Spor ve sanat girişimciyi besler

Basketbol ve masa tenisi oynayan, arkadaşlarıyla tiyatro, sinema, konser gibi etkinliklere katılan Ketenci, aynı zamanda o sıralar çelik çekme boru ticareti yapan ve pnömatik makineler üzerine bir atölye açan amcasının yanına gidip gelir. Üniversite bitince bir gazete ilanıyla bulduğu Necatibey Caddesi’ndeki bir mühendislik firması Nemtaş’ta işe başlar. Orada sistem ve altyapıyı kurduktan sonra gelen ortaklık teklifini kabul eder, tesisat malzemeleri ağırlıklı tedarik şirketi Batı Kolektif’i Perşembe Pazarı’nda kurar. Ortağı ayrılınca üniversiteden bir arkadaşıyla Batısan Limited Şirketi’ni, bu şirketler devam ederken Hikmet Bilgin’le Şener Teknik Limited Şirketi’ni kurar. Batısan, çelik çekme boru, Şener Teknik ise paslanmaz çelik boru alıp satar. 1989’da Zeytinburnu Demirciler Sitesi’ne ve PERPA’ya geçen Ketenci, “PERPA’da şube açtık, ayrıca paslanmaz boru ve fittings yapan bir atölye kurduk, ticaretin yanısıra üretime başladık, kalite bilinci önplanda olduğu için sanayiye geçtik. Fabrikaların ihtiyaçları doğrultusunda özel imalatlar da yapmaya başladık” diyor.



Girişimci yerinde sayamaz

Zeytinburnu’ndan DES Sanayi Sitesi’ne 1997’de taşınır. DES’te ticarete başlar. 2003’te Dudullu OSB’de fabrikanın temelini atar. 2005’te şirketi tamamen burada toplar. Ketenci, “Şu anda 13 bin 500 metrekaresi kapalı, 8 bin metrekaresi açık alanda üretim yapıyoruz. 18 bin çeşit ürünümüz var. Borşen Boru, 1983’te üretici şirket olarak kuruldu, 1986’dan itibaren tek firma oldu. Sanayi tesislerinin ihtiyaç duyduğu özel ürünlerimiz de var. Portföyünde 4 bin şirket bulunan Borşen Boru, faal 2 bin firmanın ihtiyacını karşılayacak stoğa sahip. Gıda, kimya, demir-çelik sektörleri başta olmak üzere ağır sanayiye paslanmaz dikişli boru üretiyoruz” diyor.
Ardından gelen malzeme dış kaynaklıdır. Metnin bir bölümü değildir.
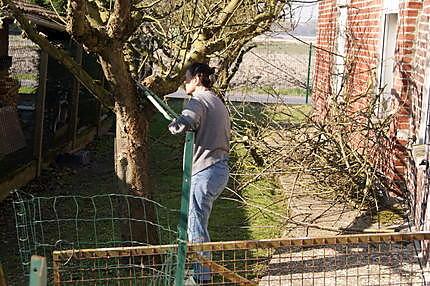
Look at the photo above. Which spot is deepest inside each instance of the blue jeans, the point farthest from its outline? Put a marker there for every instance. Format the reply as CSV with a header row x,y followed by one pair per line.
x,y
206,186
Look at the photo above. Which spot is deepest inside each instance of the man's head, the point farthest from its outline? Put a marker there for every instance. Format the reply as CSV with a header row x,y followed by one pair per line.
x,y
198,76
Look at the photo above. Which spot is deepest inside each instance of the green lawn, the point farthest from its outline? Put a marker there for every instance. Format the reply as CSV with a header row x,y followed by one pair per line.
x,y
232,218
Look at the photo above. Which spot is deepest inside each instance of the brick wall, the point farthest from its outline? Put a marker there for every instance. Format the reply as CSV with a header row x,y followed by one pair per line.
x,y
417,178
365,24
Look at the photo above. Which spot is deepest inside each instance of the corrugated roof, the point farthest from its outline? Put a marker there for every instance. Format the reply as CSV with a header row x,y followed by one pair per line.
x,y
41,16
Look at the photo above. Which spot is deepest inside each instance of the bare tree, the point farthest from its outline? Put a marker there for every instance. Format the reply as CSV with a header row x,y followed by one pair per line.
x,y
151,42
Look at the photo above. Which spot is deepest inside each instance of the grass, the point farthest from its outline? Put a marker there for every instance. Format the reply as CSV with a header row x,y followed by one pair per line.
x,y
25,76
27,90
231,218
282,47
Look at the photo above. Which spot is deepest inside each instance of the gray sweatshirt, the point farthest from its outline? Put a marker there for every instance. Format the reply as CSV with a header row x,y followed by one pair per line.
x,y
207,115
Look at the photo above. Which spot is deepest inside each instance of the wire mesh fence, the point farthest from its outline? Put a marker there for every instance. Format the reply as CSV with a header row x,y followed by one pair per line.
x,y
45,224
276,67
377,259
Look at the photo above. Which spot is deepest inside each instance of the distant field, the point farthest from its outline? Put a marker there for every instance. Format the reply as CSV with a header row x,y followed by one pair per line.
x,y
282,65
278,66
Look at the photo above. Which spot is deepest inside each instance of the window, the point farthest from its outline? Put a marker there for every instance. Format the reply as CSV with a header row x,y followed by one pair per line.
x,y
386,73
424,131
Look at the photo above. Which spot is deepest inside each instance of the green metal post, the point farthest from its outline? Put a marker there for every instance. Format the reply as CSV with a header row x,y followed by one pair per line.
x,y
2,276
308,88
185,200
38,271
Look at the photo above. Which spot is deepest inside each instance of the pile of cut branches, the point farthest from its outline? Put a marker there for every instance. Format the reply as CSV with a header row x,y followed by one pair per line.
x,y
342,153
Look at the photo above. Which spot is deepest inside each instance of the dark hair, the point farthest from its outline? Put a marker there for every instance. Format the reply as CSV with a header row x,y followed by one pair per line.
x,y
204,71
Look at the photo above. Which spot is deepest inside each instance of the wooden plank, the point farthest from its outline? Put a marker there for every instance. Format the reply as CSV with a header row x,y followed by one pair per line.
x,y
74,106
40,112
38,271
2,276
100,108
246,244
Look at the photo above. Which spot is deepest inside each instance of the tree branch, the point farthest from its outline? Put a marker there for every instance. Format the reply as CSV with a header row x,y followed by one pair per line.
x,y
79,26
120,24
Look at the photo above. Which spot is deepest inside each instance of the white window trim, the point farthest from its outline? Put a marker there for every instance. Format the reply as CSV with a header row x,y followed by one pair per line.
x,y
342,6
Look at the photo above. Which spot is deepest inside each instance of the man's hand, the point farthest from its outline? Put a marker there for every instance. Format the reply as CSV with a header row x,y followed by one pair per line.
x,y
176,127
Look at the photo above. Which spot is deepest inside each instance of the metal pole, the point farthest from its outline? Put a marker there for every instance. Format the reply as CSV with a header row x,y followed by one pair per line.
x,y
38,271
308,89
185,200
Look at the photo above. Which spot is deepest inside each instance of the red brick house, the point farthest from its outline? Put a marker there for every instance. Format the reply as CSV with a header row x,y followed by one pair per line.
x,y
388,43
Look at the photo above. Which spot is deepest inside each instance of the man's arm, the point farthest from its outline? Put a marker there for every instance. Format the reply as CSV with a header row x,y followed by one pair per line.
x,y
189,118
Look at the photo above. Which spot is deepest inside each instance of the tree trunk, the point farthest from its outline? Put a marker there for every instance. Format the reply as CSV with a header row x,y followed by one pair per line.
x,y
131,154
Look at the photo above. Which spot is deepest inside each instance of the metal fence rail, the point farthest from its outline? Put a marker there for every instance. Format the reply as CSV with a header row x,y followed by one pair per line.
x,y
377,259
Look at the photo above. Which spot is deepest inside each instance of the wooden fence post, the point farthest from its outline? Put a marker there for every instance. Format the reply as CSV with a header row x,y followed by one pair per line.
x,y
74,106
38,271
40,112
2,276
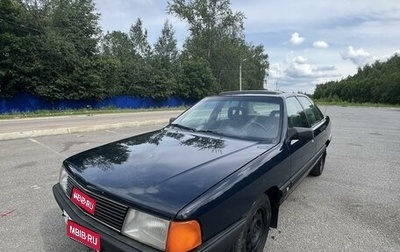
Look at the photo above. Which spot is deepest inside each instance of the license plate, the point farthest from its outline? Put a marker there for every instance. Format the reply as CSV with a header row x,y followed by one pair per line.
x,y
83,235
84,201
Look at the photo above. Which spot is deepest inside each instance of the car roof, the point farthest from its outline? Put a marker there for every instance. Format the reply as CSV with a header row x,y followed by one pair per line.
x,y
258,93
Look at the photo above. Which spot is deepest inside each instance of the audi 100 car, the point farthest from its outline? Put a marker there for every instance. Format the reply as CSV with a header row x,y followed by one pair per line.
x,y
213,179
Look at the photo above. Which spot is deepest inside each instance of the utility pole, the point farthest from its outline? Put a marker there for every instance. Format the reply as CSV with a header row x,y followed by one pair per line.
x,y
240,74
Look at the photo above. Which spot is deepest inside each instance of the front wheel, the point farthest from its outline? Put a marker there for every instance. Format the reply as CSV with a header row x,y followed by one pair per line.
x,y
255,233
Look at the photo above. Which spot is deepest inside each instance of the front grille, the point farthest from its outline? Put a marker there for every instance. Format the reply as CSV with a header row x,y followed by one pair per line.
x,y
107,211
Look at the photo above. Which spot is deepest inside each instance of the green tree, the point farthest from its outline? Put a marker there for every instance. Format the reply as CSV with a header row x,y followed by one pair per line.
x,y
217,36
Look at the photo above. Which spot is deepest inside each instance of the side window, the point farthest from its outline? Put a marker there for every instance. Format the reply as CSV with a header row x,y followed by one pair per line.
x,y
314,115
296,116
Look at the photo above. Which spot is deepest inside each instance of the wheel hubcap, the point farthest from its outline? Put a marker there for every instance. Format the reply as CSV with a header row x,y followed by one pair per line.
x,y
255,231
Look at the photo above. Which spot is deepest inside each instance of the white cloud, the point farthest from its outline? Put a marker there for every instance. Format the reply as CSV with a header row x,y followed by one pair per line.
x,y
357,56
320,44
296,39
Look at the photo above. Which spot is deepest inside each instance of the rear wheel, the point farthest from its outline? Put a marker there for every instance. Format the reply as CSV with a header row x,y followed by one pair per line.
x,y
319,167
255,233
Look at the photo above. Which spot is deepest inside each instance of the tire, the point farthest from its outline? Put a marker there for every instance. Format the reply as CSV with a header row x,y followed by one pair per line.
x,y
319,167
255,233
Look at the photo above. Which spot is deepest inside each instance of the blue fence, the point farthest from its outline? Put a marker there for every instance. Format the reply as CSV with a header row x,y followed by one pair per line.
x,y
27,102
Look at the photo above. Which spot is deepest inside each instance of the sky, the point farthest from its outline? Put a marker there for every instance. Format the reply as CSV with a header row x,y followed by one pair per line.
x,y
308,42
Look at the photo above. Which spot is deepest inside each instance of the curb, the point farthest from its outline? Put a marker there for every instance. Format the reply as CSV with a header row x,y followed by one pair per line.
x,y
77,129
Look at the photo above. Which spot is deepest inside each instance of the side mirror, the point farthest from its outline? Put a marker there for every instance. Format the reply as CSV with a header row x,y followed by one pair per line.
x,y
300,133
171,120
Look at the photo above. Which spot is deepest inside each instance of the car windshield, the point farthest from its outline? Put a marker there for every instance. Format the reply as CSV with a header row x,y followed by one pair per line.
x,y
249,117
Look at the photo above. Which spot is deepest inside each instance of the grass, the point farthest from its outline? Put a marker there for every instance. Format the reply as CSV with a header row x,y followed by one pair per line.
x,y
69,112
352,104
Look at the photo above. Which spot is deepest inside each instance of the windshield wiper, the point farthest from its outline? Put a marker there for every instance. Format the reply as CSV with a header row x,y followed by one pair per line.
x,y
182,127
212,132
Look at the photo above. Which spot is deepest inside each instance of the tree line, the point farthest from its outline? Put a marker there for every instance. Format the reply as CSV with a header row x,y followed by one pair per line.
x,y
56,49
376,83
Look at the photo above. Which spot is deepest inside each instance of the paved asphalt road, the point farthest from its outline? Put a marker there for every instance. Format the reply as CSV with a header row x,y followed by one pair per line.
x,y
353,206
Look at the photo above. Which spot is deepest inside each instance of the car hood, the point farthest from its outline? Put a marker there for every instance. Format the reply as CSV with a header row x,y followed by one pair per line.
x,y
161,171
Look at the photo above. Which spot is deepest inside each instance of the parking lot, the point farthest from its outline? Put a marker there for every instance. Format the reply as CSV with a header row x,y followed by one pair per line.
x,y
353,206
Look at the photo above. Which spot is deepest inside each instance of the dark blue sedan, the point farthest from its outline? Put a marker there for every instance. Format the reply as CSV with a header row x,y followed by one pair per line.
x,y
212,180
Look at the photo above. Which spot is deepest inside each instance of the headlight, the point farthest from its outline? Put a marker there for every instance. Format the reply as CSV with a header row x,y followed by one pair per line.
x,y
146,228
63,179
162,234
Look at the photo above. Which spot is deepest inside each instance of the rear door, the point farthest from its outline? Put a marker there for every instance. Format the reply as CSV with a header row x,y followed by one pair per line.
x,y
317,123
302,151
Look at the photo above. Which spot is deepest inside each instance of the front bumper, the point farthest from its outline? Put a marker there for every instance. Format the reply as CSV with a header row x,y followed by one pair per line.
x,y
112,240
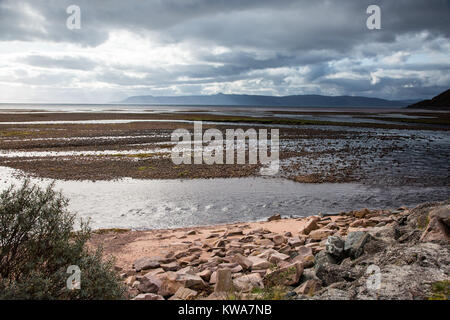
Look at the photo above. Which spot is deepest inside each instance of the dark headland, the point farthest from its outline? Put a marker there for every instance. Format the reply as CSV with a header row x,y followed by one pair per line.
x,y
260,100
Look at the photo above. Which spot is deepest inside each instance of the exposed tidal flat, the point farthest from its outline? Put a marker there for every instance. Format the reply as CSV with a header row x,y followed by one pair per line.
x,y
114,164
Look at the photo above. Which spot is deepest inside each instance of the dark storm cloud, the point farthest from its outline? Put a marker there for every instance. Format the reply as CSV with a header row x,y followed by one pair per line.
x,y
314,39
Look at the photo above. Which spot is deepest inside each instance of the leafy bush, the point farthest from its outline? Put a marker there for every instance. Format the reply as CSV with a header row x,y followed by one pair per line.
x,y
38,243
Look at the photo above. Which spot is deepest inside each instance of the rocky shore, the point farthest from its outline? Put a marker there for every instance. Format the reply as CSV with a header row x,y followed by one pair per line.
x,y
362,254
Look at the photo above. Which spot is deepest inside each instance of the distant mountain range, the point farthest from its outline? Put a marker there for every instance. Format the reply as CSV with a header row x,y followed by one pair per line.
x,y
440,102
258,100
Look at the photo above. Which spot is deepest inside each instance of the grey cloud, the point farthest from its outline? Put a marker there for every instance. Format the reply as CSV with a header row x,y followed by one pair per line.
x,y
326,37
66,62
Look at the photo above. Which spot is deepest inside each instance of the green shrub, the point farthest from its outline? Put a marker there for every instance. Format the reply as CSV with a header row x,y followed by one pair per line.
x,y
38,243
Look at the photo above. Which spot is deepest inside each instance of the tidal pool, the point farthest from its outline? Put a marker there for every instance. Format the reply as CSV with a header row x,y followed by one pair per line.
x,y
154,204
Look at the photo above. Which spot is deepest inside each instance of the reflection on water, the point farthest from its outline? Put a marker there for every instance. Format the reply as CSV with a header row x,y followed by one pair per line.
x,y
149,204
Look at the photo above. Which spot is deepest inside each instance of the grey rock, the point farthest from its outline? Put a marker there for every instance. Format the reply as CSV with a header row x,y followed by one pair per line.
x,y
323,257
355,242
334,245
146,263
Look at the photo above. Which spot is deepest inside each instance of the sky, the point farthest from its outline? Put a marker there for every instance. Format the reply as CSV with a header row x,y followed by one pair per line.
x,y
185,47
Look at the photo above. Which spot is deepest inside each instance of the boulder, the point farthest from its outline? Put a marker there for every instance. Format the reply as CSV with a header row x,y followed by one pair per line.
x,y
305,256
309,287
278,240
361,213
191,281
149,284
335,246
288,275
259,263
296,242
274,217
331,273
320,234
184,294
355,242
148,296
437,229
248,282
224,282
234,232
244,262
172,266
310,225
146,263
277,257
323,257
169,284
205,274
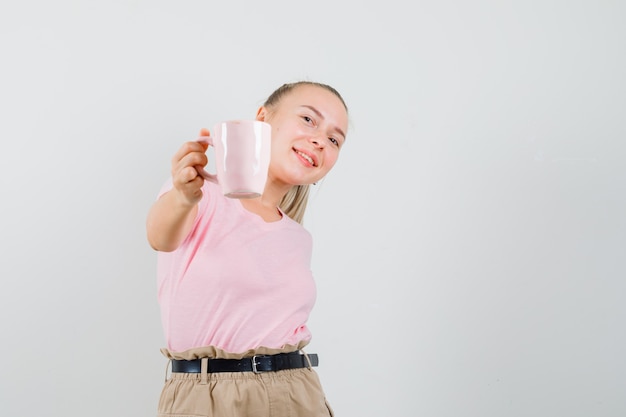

Borşen Boru’nun önümüzdeki 5 yıllık hedefi, büyüme, işçi sayısı, kapasite, ciro gibi tüm değerleriyle üretim kapasitesini arttırarak 2 kat büyümek. Türkiye’de marka olan Borşen Boru’nun uzun vadeli hedefiyse uluslararası arenada markasını perçinlemek. Ar-Ge çok önemli: “Türkiye’de ilk defa özel sektörde imalatçı olarak tüm sanayiye hizmet veren tam kapsamlı bir laboratuvara sahibiz. Malzemenin checkup’unu yapabilecek donanımdayız. Kalite bilincinin yerleşmesinde laboratuvarımız olmazsa olmazımız.”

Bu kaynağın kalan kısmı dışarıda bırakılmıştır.